My Lords, I desire to speak for one moment, and only for one moment, and I am sorry to say that it is to express my regret for an omission from His Majesty's gracious Speech. In the concluding part of it this statement is made: "The state of trade and employment continues to cause Me deep concern." My regret is that His Majesty's Government did not see fit to include agriculture. I cannot imagine that it has not been considered, and I hope that the noble Marquess may be able to give the House before it rises some assurance that this subject has given His Majesty grave concern, and that it will receive the earliest possible attention. At the same time, I cannot help expressing my opinion that the omission of a reference to agriculture is a mistake on the part of His Majesty's Government.

LORD WESTER WEMYSS

My Lords, it seems to me that there can be no harm in reiterating truths which are perhaps not well known. I therefore venture to associate myself very strongly with all the remarks that fell from Lord Newton. It seems to me that we are in the great difficulty and great danger of looking upon these Angora Turks as the Turks of our old acquaintanceship and of our old friendship. They are not so by any manner of means. They are, as they were described to me by a most eminent French authority the other day, nothing but a rabble. They have only obtained this victory because the enemy in front of them would not fight. This victory is illusory, and has given them in their own eyes a halo which certainly no one who knows them will give to them. The Angora Turk, for any strength in organisation that he has, is entirely dependent upon Moscow, upon the Soviet Government, who is his master. If that fact is overlooked, whatever may be the result of the negotiations which are now going on at Lausanne, we shall in future certainly suffer for the mistake that is made. I hope sincerely that the true situation is realised by the whole of the British public, because it is one which anybody who knows the actual state of things can vouch for without the slightest hesitation.

THE MARQUESS OF SALISBURY

My Lords, perhaps you will allow me to reply in two sentences to the remarks which have been made by a number of speakers. As regards the terrible condition of the refugees in Turkey, I can tell the most reverend Primate that we listened to his observations with deep sympathy. The matter is very grave indeed, but I am sure he will forgive me for not saying more now. The Government have been in office only a few days, and we really should be most unwise to enter into any promises, but I should like the most reverend Primate and your Lordships to realise how deeply we feel the gravity of the situation of these unfortunate people.

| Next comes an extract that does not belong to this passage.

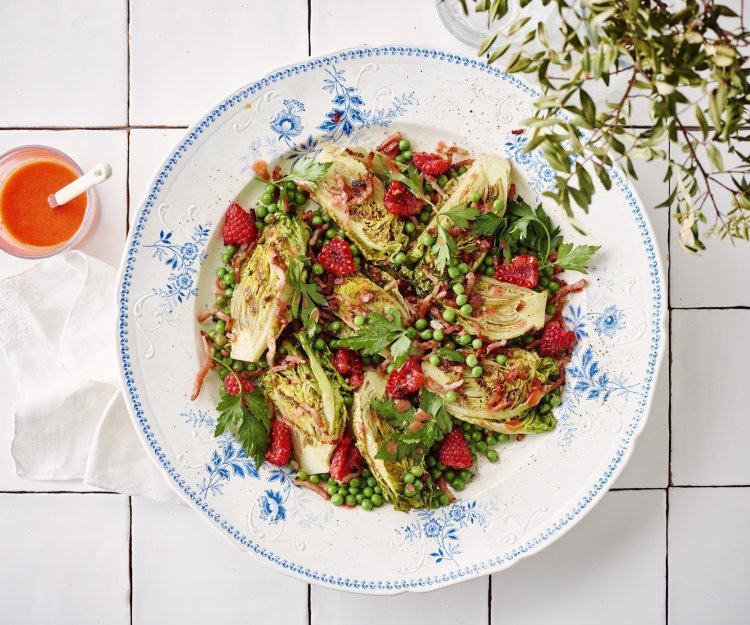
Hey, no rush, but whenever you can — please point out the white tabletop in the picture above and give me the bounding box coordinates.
[0,0,750,625]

As to the other matters relating to Turkey, spoken of by two or three noble Lords, they are right in saying that the modern Turks, and the kind of forces with which we have to contend, are quite different from those of the old days. His Majesty's Government are fully alive to these distinctions, but I think your Lord- ships will realise that in speaking at this moment it would not be right for me to deal in any detail with the difficulties of the Near East. The Conference is actually sitting, and I could do no good, but should do nothing but harm, by dealing with it further.

As regards agriculture, I am afraid that I have no answer to give except that we are fully alive to the difficulties of agriculture. I suppose there is no member of your Lordships' House who does not own agricultural land, and every one of us knows, in his own person and purse, what the condition of things is. I need not tell the House that we shall pay every attention to it. As for the particular steps to be taken, it would he too soon to make any announcement at present, but if my noble friend will allow me to communicate with him later I may then perhaps be able to say more.

On Question, Motion agreed tonemine dissentiente, and Address ordered to be presented to His Majesty by the Lords with White Staves.